Core Concepts
The Pipeline Mental Model
Think of pipz as a conveyor belt for your data. Each processor is a station that transforms, validates, or enriches data as it passes through. Connectors determine how data flows between stations - sequentially, in parallel, or conditionally.
Pipeline Lifecycle & Data Flow
┌──────────────────────────────────────────────────────────────────┐
│ Complete Pipeline Lifecycle │
└──────────────────────────────────────────────────────────────────┘
┌──────────┐ ┌──────────┐ ┌──────────┐ ┌──────────┐
│ Input │─────→│ Validate │─────→│Transform │─────→│ Output │
│ Data │ │ Stage │ │ Stage │ │ Data │
└──────────┘ └──────────┘ └──────────┘ └──────────┘
│ │ │ │
▼ ▼ ▼ ▼
┌──────────┐ ┌──────────┐ ┌──────────┐ ┌──────────┐
│ Context │ │ Error │ │ Error │ │ Result │
│ State │ │ Handling │ │ Handling │ │ State │
└──────────┘ └──────────┘ └──────────┘ └──────────┘
Legend:
─────→ Data flow
▼ Context/Error propagation
[✓] Success state
[✗] Failure state
Data Flow Patterns
Sequential: Input → [A] → [B] → [C] → Output
↓ ↓ ↓
(T,e) (T,e) (T,e)
Parallel: Input → ┌─[A]─┐
├─[B]─┼→ Output
└─[C]─┘
Conditional: Input → [?] → [A] → Output
↓
[B] → Output
Error Flow: Input → [A] → [B] ✗ → Error[T]
↓
Stop
The power comes from composition: small, focused functions combine into complex workflows. This isn't just functional programming - it's a structured way to organize business logic that scales from simple validations to distributed systems.
The Chainable Interface
Everything in pipz implements a single interface:
type Chainable[T any] interface {
Process(context.Context, T) (T, error)
Identity() Identity
Schema() Node
Close() error
}
This simplicity is deliberate. Any type implementing this interface can be:
- Used in any pipeline
- Composed with any other Chainable
- Tested in isolation
- Replaced at runtime
You can implement Chainable directly for custom needs, or use the provided wrappers for common patterns.
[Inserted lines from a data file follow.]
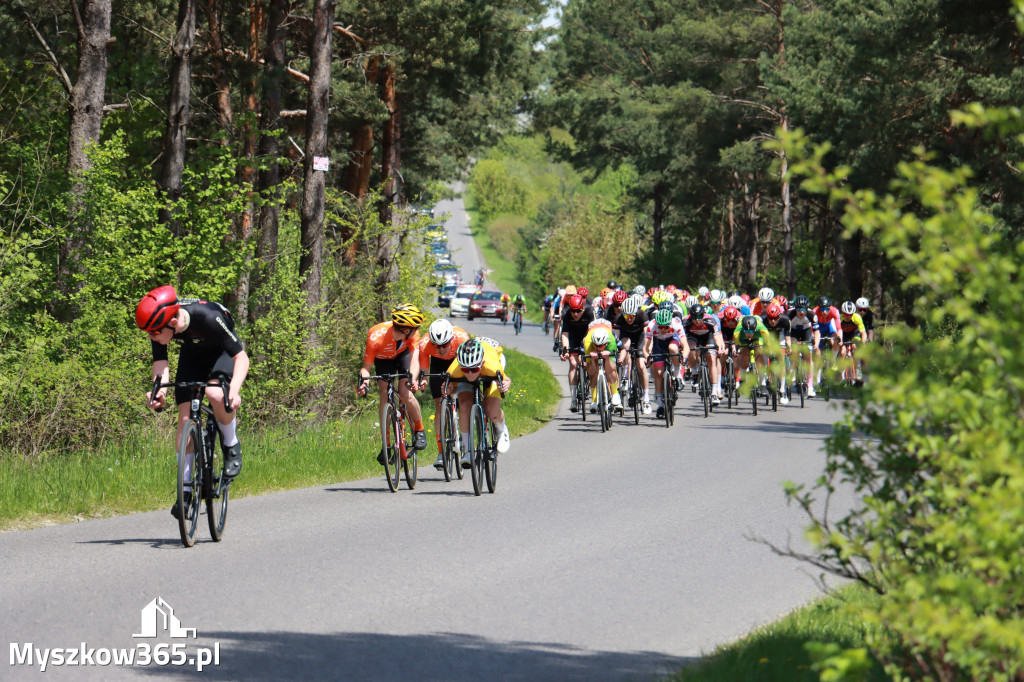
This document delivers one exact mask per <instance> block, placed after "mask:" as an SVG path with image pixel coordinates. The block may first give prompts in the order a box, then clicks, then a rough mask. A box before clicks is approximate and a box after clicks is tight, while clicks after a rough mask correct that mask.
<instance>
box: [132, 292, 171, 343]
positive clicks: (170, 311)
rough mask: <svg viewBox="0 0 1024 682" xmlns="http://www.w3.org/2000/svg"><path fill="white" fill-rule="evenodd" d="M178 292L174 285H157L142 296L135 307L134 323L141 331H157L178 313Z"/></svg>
mask: <svg viewBox="0 0 1024 682" xmlns="http://www.w3.org/2000/svg"><path fill="white" fill-rule="evenodd" d="M180 307H181V306H180V305H179V304H178V294H177V292H175V291H174V287H172V286H170V285H166V286H163V287H157V288H156V289H154V290H153V291H151V292H150V293H148V294H146V295H145V296H143V297H142V300H141V301H139V302H138V307H136V308H135V324H136V325H137V326H138V328H139V329H140V330H142V331H143V332H157V331H160V330H162V329H164V327H166V326H167V323H169V322H170V321H171V317H173V316H174V315H176V314H177V313H178V308H180Z"/></svg>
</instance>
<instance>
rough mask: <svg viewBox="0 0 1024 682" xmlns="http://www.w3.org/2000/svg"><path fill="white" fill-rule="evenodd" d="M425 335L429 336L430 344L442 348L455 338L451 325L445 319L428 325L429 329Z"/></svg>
mask: <svg viewBox="0 0 1024 682" xmlns="http://www.w3.org/2000/svg"><path fill="white" fill-rule="evenodd" d="M427 333H428V334H429V335H430V341H431V343H433V344H434V345H435V346H443V345H444V344H445V343H449V342H450V341H451V340H452V337H453V336H455V329H454V328H453V327H452V323H450V322H449V321H446V319H435V321H433V322H432V323H430V329H429V330H428V331H427Z"/></svg>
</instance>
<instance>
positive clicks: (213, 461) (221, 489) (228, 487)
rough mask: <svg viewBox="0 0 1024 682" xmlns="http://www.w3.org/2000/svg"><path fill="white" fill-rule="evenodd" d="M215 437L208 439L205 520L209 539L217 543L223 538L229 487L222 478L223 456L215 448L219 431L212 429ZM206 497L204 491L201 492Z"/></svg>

Processors: Transform Your Data
Processors are immutable functions that act on data. pipz provides wrappers for common patterns:
| Processor | Purpose | Can Fail? | Modifies Data? | Example Use |
|---|---|---|---|---|
| Transform | Pure transformation | No | Yes | Formatting, calculations |
| Apply | Fallible transformation | Yes | Yes | Parsing, validation |
| Effect | Side effects | Yes | No | Logging, metrics |
| Mutate | Conditional modification | No | Yes/No | Feature flags |
| Enrich | Optional enhancement | Logs errors | Yes | Adding metadata |
| Handle | Error observation | Yes | No | Cleanup, notifications |
Example: Building a Validation Pipeline
// Define identities upfront
var (
ValidateEmailID = pipz.NewIdentity("validate-email", "Validates email format")
NormalizeDataID = pipz.NewIdentity("normalize-data", "Normalizes user data")
AuditLogID = pipz.NewIdentity("audit-log", "Logs validation events")
UserFlowID = pipz.NewIdentity("user-flow", "User validation flow")
)
// Create processors
validators := []pipz.Chainable[User]{
pipz.Apply(ValidateEmailID, func(ctx context.Context, u User) (User, error) {
if !strings.Contains(u.Email, "@") {
return u, errors.New("invalid email")
}
return u, nil
}),
pipz.Transform(NormalizeDataID, func(ctx context.Context, u User) User {
u.Email = strings.ToLower(u.Email)
return u
}),
pipz.Effect(AuditLogID, func(ctx context.Context, u User) error {
log.Printf("User validated: %s", u.Email)
return nil
}),
}
Connectors: Control the Flow
Connectors compose processors and control execution flow:
Sequential Processing
Sequence - Process data through steps in order:
pipeline := pipz.NewSequence(UserFlowID, validators...)
Parallel Processing
These require T to implement Cloner[T] for safe concurrent execution:
Concurrent - Run all processors simultaneously:
var NotifyID = pipz.NewIdentity("notify", "Sends notifications")
notifications := pipz.NewConcurrent(NotifyID,
sendEmail,
sendSMS,
updateMetrics,
)
Race - Return first successful result:
var FetchID = pipz.NewIdentity("fetch", "Fetches from multiple sources")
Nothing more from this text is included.